Yeah, I mostly agree with this. Because we don’t make anything anymore, a long term problem with jobs was going to occur anyway, likely similar to the Japan model. And that’s the best case scenario.
With unemployment benefits running out (and let’s face it, even if they “extend” them this time they won’t forever), and the rising unemployment reaching double digits, we’re about to the see the “second wave” of foreclosures, and the second great pressure that’s going to put on our financial system.
And IMO, it’s going to be too much to bear this time, and a full fledged collapse/depression is almost inevitable. Unless the powers that be decided to, you know, actually do something. A nationwide, federal jobs probram (yes with deficit spending) even bigger and more far reaching than the New Deal type stuff, is probably the only way to avoid an actual collapse at this point. No one seems capable of such big thinking though.
And the problem is, there’s a perfect candidate. A brand new energy delivery system, from generation to end user, is needed and would not only benefit in the short term (by staving off collapse) but bring benefits in the long term (more efficient transmission and use of energy).
Dodd closing remarks, what a tool. I will go to my grave believing you, we did the right thing when you and Hank Paulson came to us and held the country hostage and we were stupid enough to believe you.
They let Ben talk about AIG they must want him out normally topics like this are never discussed.

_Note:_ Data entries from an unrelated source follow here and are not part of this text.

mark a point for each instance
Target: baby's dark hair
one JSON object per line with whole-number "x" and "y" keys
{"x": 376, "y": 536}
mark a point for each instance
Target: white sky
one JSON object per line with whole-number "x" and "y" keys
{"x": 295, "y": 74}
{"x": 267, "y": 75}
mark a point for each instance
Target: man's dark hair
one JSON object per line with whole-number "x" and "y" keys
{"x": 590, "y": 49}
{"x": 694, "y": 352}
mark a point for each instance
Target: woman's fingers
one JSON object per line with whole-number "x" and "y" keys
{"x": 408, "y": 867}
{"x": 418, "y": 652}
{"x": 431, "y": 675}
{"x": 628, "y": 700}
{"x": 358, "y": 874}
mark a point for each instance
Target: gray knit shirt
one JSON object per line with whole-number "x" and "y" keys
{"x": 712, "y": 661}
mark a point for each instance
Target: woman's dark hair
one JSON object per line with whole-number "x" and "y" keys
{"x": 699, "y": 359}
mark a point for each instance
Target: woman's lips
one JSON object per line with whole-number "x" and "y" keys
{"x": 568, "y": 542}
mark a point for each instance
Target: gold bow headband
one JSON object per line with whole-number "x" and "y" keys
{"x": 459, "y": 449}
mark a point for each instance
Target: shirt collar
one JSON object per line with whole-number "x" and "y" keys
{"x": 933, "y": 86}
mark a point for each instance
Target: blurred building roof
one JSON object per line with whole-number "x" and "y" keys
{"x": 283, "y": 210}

I think Ben is the fall guy in this play.
“Over on America’s Shittiest Website…”
Just the kind of high-class commentary we have come to expect here. Wow, way to raise the debate.
Would you have preferred,
“Over on America’s Dumbest Website…”?
Might’ve been a better choice?? Hmmm, choices choices, so tough sometimes.
They are all blowing bubbles out their asses.
You’re right. We have the situation where we need to build toward a sustainable future and a future worth building toward, and these guys are going to reflate wealth destroying bubbles until the money is gone.
Advice for california arsonists: After scorching thousands of acres make sure you’ll be seen dousing the fire. That done, you’ll be able to call Chriss Dodd to your defense.
Adjourned. Well that travesty of advise and consent is over.
well, all I can say is: if my grim and depressing views are the upside, optimistic case and Hugh’s armageddonish views are the downside, pessimistic case, I think we can all agree that we’re royally fracked.
Yep.
All this wonderful news (health care, ecomony, war, etc. etc. etc) led me to meet a new friend. His name is Jack Daniels. Perhaps you’d like an introduction?
unfortunately, I’ve never been much for the over-imbibement of state-of-mind-altering substances, so it looks like I’ll just have to grin and bear it… for the next couple of decades.
Hell yeah!
Eric Cantor is the world’s biggest a-hole, sellout and jerkwad. Appearing in that weird ginned up teabagger protest recently with that giant, huge photo of Dachau skeleton dead bodies behind him – it’s clear this louse knows no shame and never will. Nothing is too low for him to stoop to, and it’s obvious that he’d step or spit on his own mother, if it meant some money for him.
Also quite the unoriginal douchebag. Yeah: that’s right. Cut taxes for my super-duper gigarich sugar daddy lobbyists, so that I’ll get my kick-back. Yeah: that’s the ticket.
The Rethugs never have anything. They just have words that mean nothing.
Understood.
For me, I decided maybe altering my mind might be a valid option after lugging and carrying my 11th teevee (made even heavier by the bricks lodged on it’s insides) to the dump and then going to the store and buying another. This round trip got to be old, tiring, and expensive. So, now, instead of throwing bricks at my teevee, I hollar, cuss, bitch, grab a brick, then take a quick drink.
So far this teevee has outlasted the last five, so maybe it’ll work out.
Rolled up socks allow one to vent without actually destroying the TV.
Here we go again. More tax breaks for the Rich and Famous!!